He citado, un momento antes, al Belarmino de la novela de Pérez de Ayala. Quiero insistir en él porque me proporcio­na un ejemplo característico de estas recreaciones poéticas del lenguaje que me interesa revisar y a las cuales, estimada en sus justas proporciones, se parece tanto la aventura retó­rica de Ramón López Ve larde.

Belarmino es un extraño filólogo que dispone del mundo —del «Cosmos», según él lo llama— desde el taburete en que su hija le coloca diariamente el Diccionario. En su especu­lación comprende, sin embargo, que «Vivir es conocer, y conocer, crear. Es decir, dar un nombre».

«En el Cosmos —afirma Belarmino— están los nombres de todas las cosas, pero están mal aplicados, porque están aplicados según costumbre mecánica y en forma que, lejos de provocar un acto de conocimiento y de creación, favorece la rutina, la ignorancia, la estupidez, la charlatanería gárrula y el discurso vulgar». «En el Cosmos están los nombres como aves en jaula, o como seres vivos, pero narcotizados y en sepulcros».

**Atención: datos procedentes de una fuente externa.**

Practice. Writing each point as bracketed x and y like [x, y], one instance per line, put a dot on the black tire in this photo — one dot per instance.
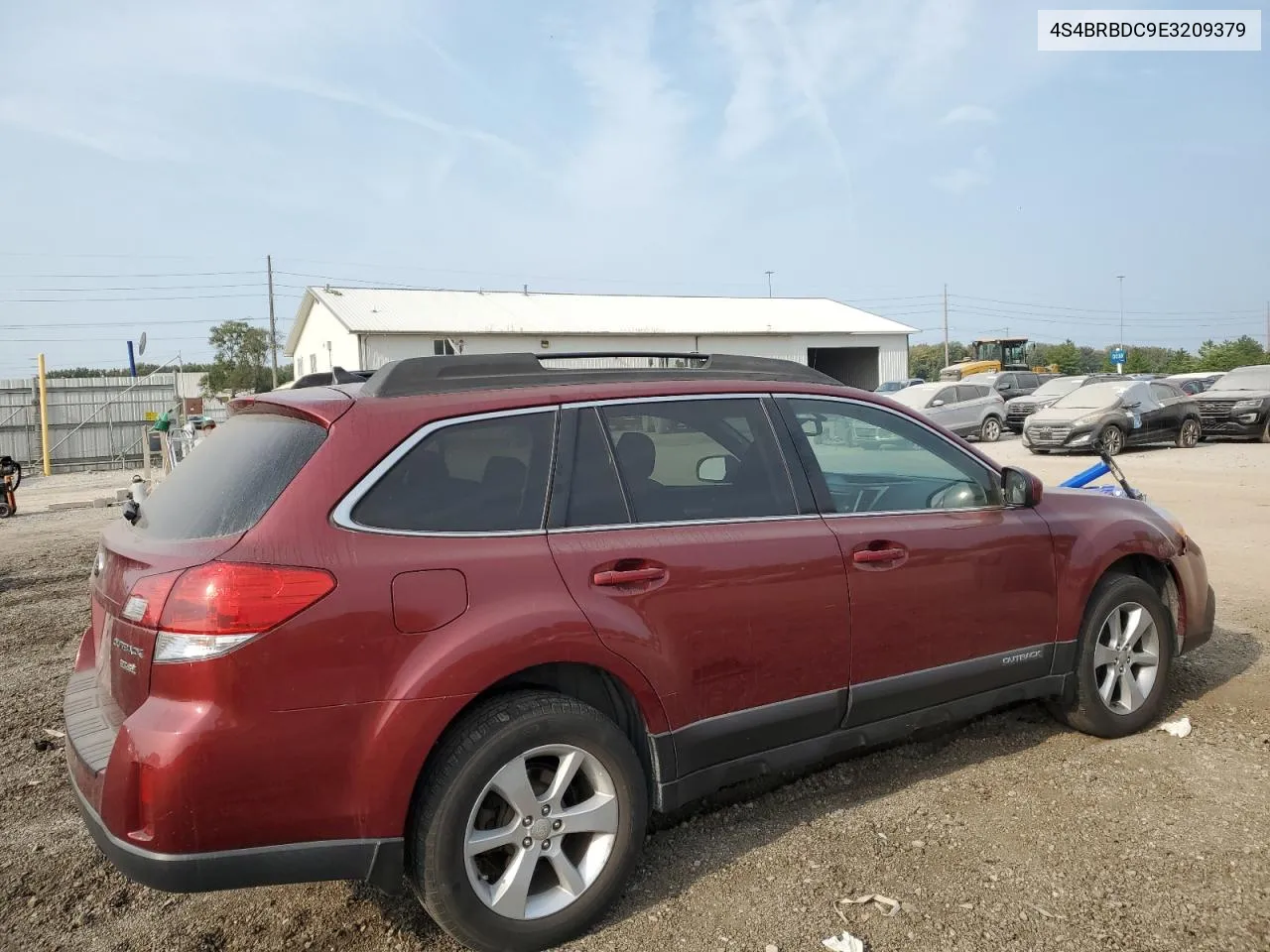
[1111, 439]
[1082, 707]
[1189, 434]
[476, 748]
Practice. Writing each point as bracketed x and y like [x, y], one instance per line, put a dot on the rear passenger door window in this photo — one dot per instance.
[485, 475]
[698, 460]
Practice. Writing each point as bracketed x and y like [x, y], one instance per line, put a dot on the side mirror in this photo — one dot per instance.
[714, 468]
[1020, 488]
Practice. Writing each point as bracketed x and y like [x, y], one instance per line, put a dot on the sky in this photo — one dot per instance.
[153, 154]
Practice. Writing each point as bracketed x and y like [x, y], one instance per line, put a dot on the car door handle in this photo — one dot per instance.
[627, 576]
[878, 555]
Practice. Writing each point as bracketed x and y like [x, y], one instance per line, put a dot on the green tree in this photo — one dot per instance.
[926, 361]
[240, 359]
[1066, 356]
[1228, 354]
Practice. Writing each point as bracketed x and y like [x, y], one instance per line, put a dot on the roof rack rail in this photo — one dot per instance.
[414, 376]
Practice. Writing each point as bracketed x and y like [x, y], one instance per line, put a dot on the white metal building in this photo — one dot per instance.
[366, 327]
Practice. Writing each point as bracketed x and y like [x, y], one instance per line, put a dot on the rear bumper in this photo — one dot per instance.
[381, 862]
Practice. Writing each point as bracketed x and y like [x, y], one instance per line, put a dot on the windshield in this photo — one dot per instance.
[916, 398]
[1246, 379]
[1057, 388]
[1093, 397]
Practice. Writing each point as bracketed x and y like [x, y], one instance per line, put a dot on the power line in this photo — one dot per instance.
[1098, 309]
[137, 275]
[137, 287]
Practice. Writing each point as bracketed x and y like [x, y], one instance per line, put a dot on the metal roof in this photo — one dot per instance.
[458, 312]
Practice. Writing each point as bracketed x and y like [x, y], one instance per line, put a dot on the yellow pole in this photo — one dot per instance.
[44, 417]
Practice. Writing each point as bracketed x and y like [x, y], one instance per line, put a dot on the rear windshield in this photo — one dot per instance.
[230, 479]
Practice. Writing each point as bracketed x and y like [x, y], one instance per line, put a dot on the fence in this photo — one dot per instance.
[94, 422]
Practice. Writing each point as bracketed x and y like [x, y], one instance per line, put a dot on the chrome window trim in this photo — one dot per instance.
[343, 513]
[622, 526]
[925, 425]
[675, 399]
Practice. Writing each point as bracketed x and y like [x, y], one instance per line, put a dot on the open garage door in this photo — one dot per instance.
[853, 366]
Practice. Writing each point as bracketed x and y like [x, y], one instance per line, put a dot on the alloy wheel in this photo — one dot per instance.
[1112, 439]
[1189, 435]
[541, 832]
[1127, 657]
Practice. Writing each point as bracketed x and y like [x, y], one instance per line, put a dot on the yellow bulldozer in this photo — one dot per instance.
[992, 356]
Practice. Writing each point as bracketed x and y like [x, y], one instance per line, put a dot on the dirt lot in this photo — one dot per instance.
[1005, 834]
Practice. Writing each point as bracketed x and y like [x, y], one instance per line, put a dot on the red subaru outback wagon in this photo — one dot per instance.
[466, 624]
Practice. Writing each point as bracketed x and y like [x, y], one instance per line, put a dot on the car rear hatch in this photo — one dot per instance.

«Belarmino —añade Pérez de Ayala— hallaba una manera de placer místico, un modo de comunicación directa con lo absoluto cuando rompía los sellos sepulcrales para que se alzasen los vivos enterrados y abría las jaulas para que las aves saliesen volando». Y es así como, por curioso proce­dimiento de integración —absolutamente respetuoso del sujeto—, el filólogo Belarmino, desde su humilde taller de zapatería, llega a sentir como equivalentes estas dos realida­des distintas: camello y ministro del gobernante dromedario y ministro del Señor.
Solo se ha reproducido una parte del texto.